Since gaining her BA (Hons) in Furniture Design at Middlesex University in 1979 and MA in Furniture Design at Buckinghamshire College in 1981, Professor Naylor has become an award-winning and influential designer exhibiting internationally in the United Kingdom, Europe, Far East, Canada and the USA. She has worked as an independent designer since 1982.

Naylor has taught at universities throughout Europe and the USA, she has more than 20 years experience in the art and design higher education sector, with involvement in furniture, applied arts, interior design, architecture, industrial design, graphics, jewellery and metalwork. She has been Course Director for Furniture Design in the School of Architecture, Interior Design and Furniture at the Royal College of Art and Associate Head of Design at Goldsmiths.

Naylor's research is defined as critical design practice and is concerned with creativity and innovation. Her research specifically addresses the material re-evaluation and cultural re-appropriation of furniture forms and artefacts. Her work challenges the established orthodoxy and protocols of design practice and questions the traditional boundaries of art, craft and design. It has received high critical acclaim and won international design awards being cited for its experimental, unorthodox, critical and influential approach to design and visual culture.

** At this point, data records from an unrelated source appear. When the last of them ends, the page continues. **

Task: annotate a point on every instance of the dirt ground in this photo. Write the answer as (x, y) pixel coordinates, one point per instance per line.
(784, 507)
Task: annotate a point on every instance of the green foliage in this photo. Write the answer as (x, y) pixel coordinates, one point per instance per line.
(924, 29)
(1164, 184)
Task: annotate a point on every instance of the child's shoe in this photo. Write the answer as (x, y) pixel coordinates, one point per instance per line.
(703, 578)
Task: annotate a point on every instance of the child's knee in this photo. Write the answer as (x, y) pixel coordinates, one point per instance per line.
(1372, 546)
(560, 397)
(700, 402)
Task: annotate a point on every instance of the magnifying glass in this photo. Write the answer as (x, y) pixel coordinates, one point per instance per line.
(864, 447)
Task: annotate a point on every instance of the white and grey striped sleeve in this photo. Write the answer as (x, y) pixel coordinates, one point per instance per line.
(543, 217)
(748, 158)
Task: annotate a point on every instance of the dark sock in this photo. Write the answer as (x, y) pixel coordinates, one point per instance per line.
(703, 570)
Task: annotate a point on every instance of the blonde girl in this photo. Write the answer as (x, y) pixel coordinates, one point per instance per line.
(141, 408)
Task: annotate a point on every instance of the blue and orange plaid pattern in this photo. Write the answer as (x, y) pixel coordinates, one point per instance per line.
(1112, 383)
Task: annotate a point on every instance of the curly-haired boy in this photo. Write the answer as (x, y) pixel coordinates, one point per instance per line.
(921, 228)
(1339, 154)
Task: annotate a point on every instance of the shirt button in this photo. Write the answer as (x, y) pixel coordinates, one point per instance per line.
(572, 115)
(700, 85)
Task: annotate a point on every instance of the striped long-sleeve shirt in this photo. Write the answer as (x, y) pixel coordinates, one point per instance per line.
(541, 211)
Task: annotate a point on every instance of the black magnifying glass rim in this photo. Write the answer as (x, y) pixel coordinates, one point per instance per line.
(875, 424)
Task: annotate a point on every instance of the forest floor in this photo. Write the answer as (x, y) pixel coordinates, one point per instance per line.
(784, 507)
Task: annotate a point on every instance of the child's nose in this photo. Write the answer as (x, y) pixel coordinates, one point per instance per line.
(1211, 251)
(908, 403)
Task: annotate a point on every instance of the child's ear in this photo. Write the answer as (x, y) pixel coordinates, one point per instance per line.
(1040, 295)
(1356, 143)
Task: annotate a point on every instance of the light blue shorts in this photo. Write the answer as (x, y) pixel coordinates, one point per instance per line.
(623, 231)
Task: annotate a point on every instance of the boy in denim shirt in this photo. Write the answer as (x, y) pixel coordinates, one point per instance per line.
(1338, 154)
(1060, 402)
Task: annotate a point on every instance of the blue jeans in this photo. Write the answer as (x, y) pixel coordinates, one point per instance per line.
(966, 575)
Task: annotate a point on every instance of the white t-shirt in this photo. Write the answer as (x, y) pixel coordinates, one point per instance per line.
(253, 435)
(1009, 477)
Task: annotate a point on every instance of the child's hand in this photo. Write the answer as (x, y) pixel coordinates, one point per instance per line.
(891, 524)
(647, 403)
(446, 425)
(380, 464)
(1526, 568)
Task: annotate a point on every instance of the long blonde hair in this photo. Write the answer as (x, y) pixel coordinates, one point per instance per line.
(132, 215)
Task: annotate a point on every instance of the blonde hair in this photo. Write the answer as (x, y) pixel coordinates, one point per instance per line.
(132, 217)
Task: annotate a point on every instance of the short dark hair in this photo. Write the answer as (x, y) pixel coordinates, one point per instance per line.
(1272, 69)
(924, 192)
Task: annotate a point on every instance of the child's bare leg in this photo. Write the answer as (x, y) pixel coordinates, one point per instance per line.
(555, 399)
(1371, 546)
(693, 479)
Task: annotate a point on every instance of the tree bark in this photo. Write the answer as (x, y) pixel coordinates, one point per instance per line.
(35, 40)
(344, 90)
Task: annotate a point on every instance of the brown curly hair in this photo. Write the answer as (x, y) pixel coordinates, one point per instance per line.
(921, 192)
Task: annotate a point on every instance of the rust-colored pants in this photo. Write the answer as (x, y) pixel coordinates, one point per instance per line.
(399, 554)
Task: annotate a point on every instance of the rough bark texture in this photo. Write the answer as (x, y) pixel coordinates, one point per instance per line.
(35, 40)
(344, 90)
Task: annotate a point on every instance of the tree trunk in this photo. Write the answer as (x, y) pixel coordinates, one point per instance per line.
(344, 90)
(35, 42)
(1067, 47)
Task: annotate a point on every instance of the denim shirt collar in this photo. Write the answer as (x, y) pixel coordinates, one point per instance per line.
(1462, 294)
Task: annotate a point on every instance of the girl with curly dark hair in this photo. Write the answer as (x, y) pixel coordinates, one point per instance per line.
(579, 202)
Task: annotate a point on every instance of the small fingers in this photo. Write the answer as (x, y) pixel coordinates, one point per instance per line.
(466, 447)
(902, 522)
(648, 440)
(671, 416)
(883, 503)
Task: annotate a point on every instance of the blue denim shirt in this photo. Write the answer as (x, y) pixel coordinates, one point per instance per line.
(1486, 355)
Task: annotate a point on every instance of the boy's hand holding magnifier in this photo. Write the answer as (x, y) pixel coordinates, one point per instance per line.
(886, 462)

Professor Naylor has been extensively published and reviewed in the key international design books and magazines. Naylor is also the successful recipient of a number of research grants from the Arts and Humanities Research Council. She has recently authored the book Form Follows Idea - An Introduction to Design Poetics.
 
Ralph Ball
Ralph Ball is Professor of Design at Central Saint Martins University of the Arts, London. Graduating from the Royal College of Art in 1980 Ball has achieved both critical and commercial success across the design field with work ranging from one-off commissions to mass-manufactured products.
 
His award-winning and influential furniture and lighting design, exhibited widely in the UK and across Europe, Scandinavia, Asia, Australia and the USA, includes two solo exhibitions in London. Ball has received numerous design honours including awards from the Industrial Designers Society of America (IDSA); Concord Illumination (Best Lighting) and the British Design and Industries Association. His work is held in permanent collections in the UK, France and the USA and has featured in many design journals and books.

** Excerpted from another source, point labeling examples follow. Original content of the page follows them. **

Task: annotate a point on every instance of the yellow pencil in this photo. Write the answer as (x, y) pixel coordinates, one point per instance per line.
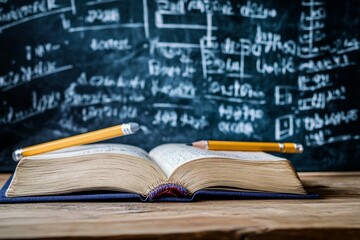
(249, 146)
(90, 137)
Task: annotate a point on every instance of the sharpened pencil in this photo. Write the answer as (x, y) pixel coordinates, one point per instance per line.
(249, 146)
(90, 137)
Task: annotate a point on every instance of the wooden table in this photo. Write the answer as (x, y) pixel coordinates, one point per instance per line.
(336, 215)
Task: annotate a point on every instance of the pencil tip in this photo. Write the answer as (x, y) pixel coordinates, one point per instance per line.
(134, 127)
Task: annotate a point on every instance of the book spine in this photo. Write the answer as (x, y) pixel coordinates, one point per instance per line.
(168, 190)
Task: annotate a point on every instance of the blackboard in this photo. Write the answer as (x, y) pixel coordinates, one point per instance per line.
(185, 70)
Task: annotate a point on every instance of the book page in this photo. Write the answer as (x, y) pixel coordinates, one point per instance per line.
(170, 156)
(104, 148)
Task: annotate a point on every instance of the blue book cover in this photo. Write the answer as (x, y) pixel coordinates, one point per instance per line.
(166, 193)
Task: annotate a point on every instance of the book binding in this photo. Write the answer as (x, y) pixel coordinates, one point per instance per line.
(164, 193)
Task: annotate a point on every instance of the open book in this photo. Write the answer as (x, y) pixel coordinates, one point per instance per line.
(170, 168)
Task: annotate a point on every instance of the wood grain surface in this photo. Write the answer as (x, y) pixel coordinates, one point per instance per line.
(336, 215)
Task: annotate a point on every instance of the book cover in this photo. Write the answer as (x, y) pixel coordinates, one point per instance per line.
(167, 193)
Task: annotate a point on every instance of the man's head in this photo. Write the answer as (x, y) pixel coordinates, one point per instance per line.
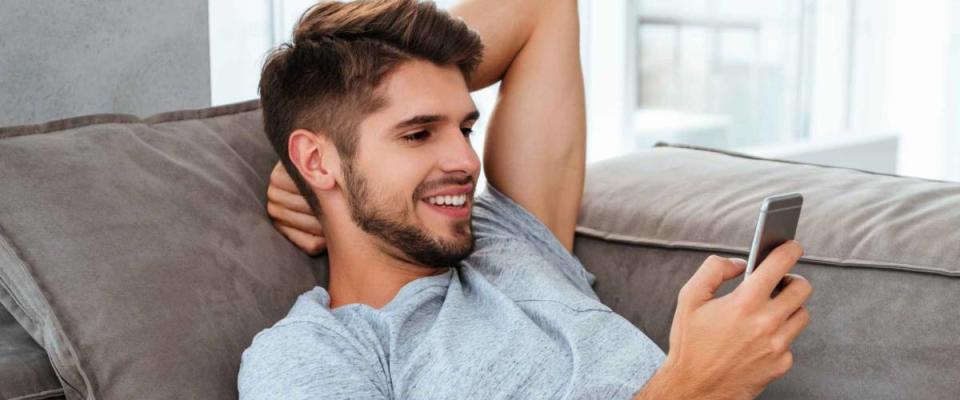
(368, 107)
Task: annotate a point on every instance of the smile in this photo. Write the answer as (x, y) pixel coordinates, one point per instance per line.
(448, 201)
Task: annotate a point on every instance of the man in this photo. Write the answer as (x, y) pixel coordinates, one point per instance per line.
(436, 294)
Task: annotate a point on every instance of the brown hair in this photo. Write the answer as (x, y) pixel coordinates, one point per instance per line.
(324, 80)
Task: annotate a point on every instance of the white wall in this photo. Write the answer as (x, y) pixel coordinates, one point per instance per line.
(917, 94)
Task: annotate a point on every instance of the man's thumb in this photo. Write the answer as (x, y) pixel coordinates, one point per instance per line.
(705, 282)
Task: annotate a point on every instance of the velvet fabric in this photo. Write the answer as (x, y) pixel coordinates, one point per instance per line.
(138, 253)
(882, 252)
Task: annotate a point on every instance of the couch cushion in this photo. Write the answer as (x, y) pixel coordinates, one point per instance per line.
(138, 253)
(25, 371)
(881, 251)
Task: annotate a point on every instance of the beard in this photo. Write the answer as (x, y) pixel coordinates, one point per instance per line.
(392, 227)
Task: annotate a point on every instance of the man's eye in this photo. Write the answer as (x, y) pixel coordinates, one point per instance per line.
(417, 136)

In the early 1980s, at Foster and Partners, Architects, London, Ball designed signature furniture for the Renault Building (Swindon UK) and for HSBC's corporate headquarters in Hong Kong. The Renault furniture is the forerunner of the Foster 'Nomos'  office system and is widely acclaimed.

Professor Ball has lectured at numerous design institutions and events. In 1988 he was appointed Professor and Chair of Industrial Design at the University of Washington USA, returning to Britain in 1993 to take up academic roles at the Royal College of Art and subsequently at Central Saint Martins.

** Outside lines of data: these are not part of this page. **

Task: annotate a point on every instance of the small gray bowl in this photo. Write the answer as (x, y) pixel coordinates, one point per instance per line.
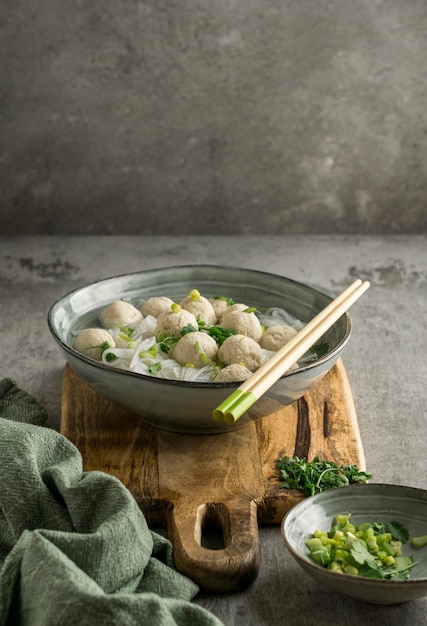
(187, 406)
(366, 502)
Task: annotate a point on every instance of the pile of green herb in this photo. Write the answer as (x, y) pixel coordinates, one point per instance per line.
(373, 550)
(317, 475)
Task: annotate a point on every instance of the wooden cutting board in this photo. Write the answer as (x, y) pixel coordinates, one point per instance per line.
(223, 485)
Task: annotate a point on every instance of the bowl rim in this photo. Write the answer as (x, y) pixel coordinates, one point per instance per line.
(183, 383)
(304, 560)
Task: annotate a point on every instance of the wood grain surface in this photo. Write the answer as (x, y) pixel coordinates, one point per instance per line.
(223, 485)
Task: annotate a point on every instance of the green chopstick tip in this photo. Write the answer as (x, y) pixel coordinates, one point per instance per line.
(234, 406)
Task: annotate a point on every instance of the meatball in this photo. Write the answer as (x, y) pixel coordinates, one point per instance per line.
(243, 323)
(198, 349)
(233, 373)
(92, 342)
(156, 305)
(172, 322)
(199, 306)
(120, 313)
(241, 349)
(276, 337)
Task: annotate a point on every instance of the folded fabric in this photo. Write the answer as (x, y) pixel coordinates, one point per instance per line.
(74, 546)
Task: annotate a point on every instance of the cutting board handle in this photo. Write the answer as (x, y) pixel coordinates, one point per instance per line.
(230, 568)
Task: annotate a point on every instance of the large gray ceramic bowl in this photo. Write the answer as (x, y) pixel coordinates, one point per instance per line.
(366, 503)
(187, 406)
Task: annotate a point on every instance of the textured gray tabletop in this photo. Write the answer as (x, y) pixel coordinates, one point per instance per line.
(385, 362)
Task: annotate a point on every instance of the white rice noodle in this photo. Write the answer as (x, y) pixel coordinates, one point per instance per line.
(129, 350)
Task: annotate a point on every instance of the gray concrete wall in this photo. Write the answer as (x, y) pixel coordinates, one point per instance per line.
(213, 116)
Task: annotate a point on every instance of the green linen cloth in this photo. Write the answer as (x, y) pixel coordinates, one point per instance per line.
(74, 546)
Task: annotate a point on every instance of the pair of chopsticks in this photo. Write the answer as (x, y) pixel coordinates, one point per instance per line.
(263, 378)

Professor Ball says of his work: 'My research is in critical design and concerns the generation of conceptual artifacts, which both illuminate and question contemporary design culture. I call this activity ''design poetics''. Design poetics forms an experimental, continuously evolving series of objects and collections, which act as commentaries and contemplations on the cultures of Modernism, Postmodernism and contemporary design. The work rejects the discrete distinctions of art, craft and design. It explores the conceptual, provocative, poetic and lyrical possibilities of the spaces in between.

Ball and Naylor: design research
In 2004, Naylor and Ball were awarded a major AHRC Innovation Research grant for 'Sustaining Desire: the chair as cultural, ecological and visual narrative; exploring the relationship between narrative, materiality and the emotive'. The project generated a collection called Archaeology of the Invisible, which was exhibited in Milan, Paris, Glasgow, Shanghai and New York. They have subsequently completed a book about their work and ideas called Form Follows Idea: An Introduction to Design Poetics (Black Dog Publishing, London and New York).
 
Ball and Naylor's collaboration and exhibition, Indeterminate Cases, was presented in the prestigious La Sala Vincon, Barcelona (Oct 2008).